DENVER — It is frustrating enough having to wait 30 minutes or an hour for checked luggage to make it on the baggage claim carousel.

How about three weeks?

The Southwest Airlines travel mess from the holidays is not over, even if the bags are no longer on display at Denver International Airport (DIA). 

Last week, bags on display like a zoo exhibit filled the area by Baggage Claim 1 on the east side of the airport. Today, there are a fraction of the bags.

On Jan. 2, David Freibaum's bag was still in Denver. He was already back at home in Maryland.

"Days turned into a week that turned into two weeks, and as of Saturday, it'll be three weeks," Freibaum said.

We know his bag was in Denver because one week ago this past Monday, a 9NEWS camera captured footage of his bag tag.

"I know that it was there at least a week by your footage," Freibaum said. "That bag has been on an adventure from Denver to Dallas to warehouses."

"I've been told I should have it by Friday, so we'll keep our fingers crossed."

Freibaum isn't the only one.

"I basically went on an 11-day vacation without any bags," Kristen Turner said.

Turner received her two checked bags back last week, after two weeks. At least one of them was at DIA on Jan. 2 because, again, we have footage of her bag tag.

"I got a call on Jan. 6, that Friday, that they had my bags at the DIA baggage claim," Turner said.

She returned from her trip to Sarasota, Fla., on Jan. 4 and did not know she could have, perhaps, found her bag on her way out of the airport. Now, she has moved on to trying to get reimbursed for her expenses on her trip without her packed bags.

"Basically, spent about three or four days trying to recover the things that were necessities, sneakers, flip flops, contacts, bathing suits, things to be able to function and actually have somewhat of a vacation," Turner said.

She has uploaded her receipts, which total quite a bit: $3,700.

"And that's including the airline ticket that I had to buy last minute, the Lyft, the piece of luggage I had to buy to bring home the stuff that I had gotten to have a vacation," Turner said.

Next with Kyle Clark emailed a Southwest Airlines spokesperson asking for an estimate on the number of bags yet to be reunited with their traveler.

"We don't have any numbers to share but nearly 100% of bags have been returned," the Southwest spokesperson replied.

"I am a strict carry-on-only girly," Natalie Siegel said.

Siegel was supposed to fly on Christmas Day from New York to Denver on Southwest but had to alter her plans because of her canceled flight.

She and her husband found two seats on a Delta flight from New York's John F. Kennedy International Airport instead of LaGuardia, where they were for a Southwest flight.

"I got an email yesterday that they are reimbursing me $1,593, which included the plane tickets for my husband and I to get back from New York to Denver on our Delta flights and the $75 Uber that we took.
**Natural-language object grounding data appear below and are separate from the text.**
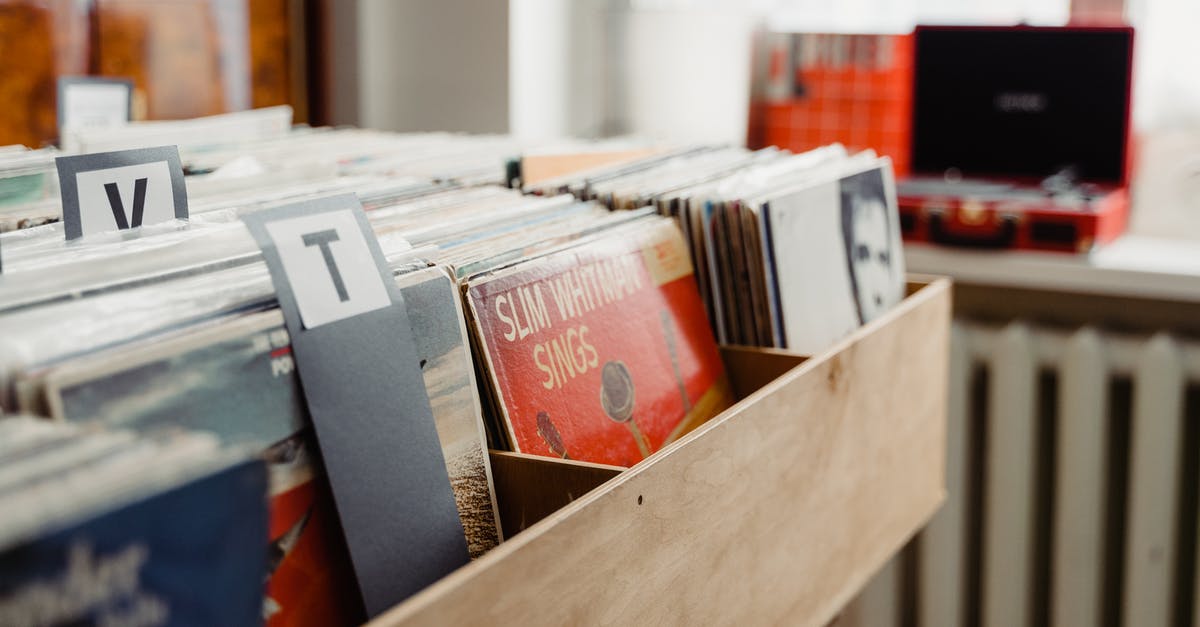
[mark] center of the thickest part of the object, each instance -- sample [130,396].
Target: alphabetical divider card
[121,190]
[361,378]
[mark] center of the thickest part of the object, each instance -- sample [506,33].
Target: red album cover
[310,579]
[601,352]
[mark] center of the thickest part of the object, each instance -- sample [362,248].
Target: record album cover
[600,352]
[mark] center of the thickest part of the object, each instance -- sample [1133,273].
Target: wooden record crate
[778,511]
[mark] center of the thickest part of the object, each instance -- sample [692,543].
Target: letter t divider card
[361,378]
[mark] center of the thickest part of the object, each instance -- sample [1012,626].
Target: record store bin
[778,511]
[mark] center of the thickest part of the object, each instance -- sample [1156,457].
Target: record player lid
[1023,101]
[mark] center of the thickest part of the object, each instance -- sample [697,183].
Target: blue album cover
[190,555]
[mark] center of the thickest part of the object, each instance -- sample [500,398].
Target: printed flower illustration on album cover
[600,352]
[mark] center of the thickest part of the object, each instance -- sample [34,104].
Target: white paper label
[125,197]
[329,266]
[87,105]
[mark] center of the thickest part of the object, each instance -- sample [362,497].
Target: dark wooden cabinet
[186,58]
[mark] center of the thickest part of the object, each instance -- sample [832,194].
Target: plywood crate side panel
[778,511]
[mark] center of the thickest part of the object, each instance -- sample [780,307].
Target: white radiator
[1073,473]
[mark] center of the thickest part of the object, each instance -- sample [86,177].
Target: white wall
[432,65]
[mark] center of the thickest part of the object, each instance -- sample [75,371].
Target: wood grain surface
[775,512]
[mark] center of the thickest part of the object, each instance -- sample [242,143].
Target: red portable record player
[1020,137]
So, we got every penny back," Siegel said.

Siegel is not deterred from flying Southwest again.

"I still am a loyal Southwest stan. I'm actually flying Southwest next weekend," Siegel said. "This experience sucked, of course, it was not great, but look at how they righted it. I could not believe that. We got back all of our money. It was unbelievable."

"It depends on how they handle this situation, quite honestly," Turner said.
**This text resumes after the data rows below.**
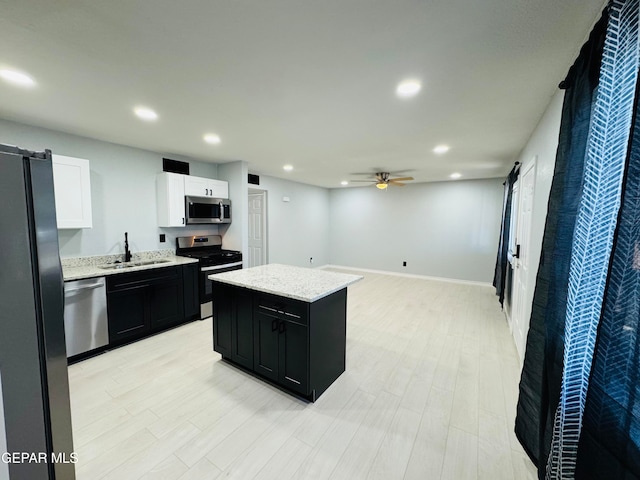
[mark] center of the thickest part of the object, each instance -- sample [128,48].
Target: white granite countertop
[304,284]
[90,269]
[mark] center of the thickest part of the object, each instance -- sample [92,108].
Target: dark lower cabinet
[128,313]
[299,346]
[233,324]
[140,303]
[190,290]
[266,342]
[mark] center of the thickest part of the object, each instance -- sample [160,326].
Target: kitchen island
[285,324]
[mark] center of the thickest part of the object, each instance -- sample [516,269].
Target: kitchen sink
[119,266]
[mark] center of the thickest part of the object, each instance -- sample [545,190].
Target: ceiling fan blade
[402,179]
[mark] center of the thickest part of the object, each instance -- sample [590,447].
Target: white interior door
[522,260]
[257,228]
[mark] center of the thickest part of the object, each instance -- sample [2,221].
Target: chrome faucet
[127,252]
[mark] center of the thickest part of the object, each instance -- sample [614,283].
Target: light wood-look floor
[429,393]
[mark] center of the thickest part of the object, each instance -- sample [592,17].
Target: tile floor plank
[429,393]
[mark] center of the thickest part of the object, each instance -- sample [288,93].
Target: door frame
[265,224]
[519,311]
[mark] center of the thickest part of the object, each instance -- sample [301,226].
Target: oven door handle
[220,267]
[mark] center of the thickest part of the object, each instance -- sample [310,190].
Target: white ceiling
[305,82]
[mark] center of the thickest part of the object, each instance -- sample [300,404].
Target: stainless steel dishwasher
[85,315]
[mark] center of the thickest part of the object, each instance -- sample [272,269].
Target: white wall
[235,236]
[123,191]
[299,229]
[444,229]
[542,146]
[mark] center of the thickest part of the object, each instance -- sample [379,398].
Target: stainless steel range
[212,259]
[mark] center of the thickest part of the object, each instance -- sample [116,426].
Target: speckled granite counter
[304,284]
[88,267]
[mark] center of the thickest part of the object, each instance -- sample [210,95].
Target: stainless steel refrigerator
[35,416]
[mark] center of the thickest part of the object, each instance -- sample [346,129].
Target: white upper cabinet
[171,188]
[72,188]
[205,187]
[170,199]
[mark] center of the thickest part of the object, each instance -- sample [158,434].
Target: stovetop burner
[208,249]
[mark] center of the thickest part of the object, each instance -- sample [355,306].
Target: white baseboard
[410,275]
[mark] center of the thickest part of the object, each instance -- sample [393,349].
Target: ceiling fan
[383,180]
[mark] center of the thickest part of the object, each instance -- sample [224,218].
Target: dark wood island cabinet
[293,337]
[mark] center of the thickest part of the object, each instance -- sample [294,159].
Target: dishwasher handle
[84,287]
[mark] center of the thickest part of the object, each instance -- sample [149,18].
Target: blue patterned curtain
[558,391]
[542,368]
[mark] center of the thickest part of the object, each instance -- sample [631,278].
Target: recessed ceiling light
[17,78]
[212,138]
[145,113]
[408,88]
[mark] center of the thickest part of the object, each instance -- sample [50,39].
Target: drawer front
[133,279]
[284,308]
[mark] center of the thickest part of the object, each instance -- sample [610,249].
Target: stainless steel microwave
[200,210]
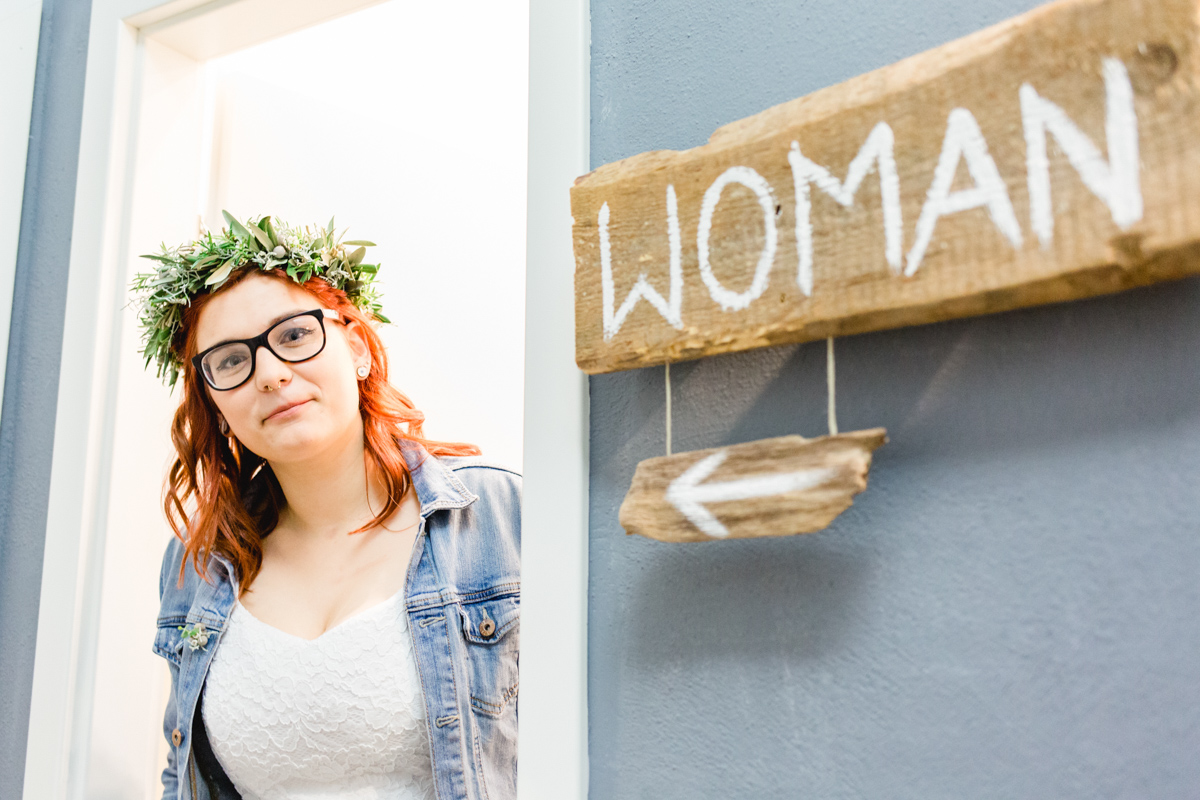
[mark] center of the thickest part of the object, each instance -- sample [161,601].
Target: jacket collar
[437,487]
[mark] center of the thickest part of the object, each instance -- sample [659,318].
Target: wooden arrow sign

When Turner finds out the outcome of her reimbursement request, she will decide which airline to fly next.

"I expect Southwest to take care of me, honestly, because we can easily find other airlines to replace Southwest," Turner said.

When asked if Southwest will reimburse for the purchase of clothing and essentials bought by customers who traveled without their bags, a spokesperson emailed the following response:

"We are reimbursing reasonable costs related to the operational challenges. Teams are processing each request on a case-by-case basis," the spokesperson wrote.

However, in the reimbursement email that Siegel received, it spelled out what is and is not reimbursed.

"Reasonable requests for reimbursement for meal, hotel accommodations, and alternate transportation (e.g., rental cars and tickets on other airlines) were honored. Any other request such as lost wages, credit card interest, expenses requested with handwritten receipts, etc. were not honored," the email stated.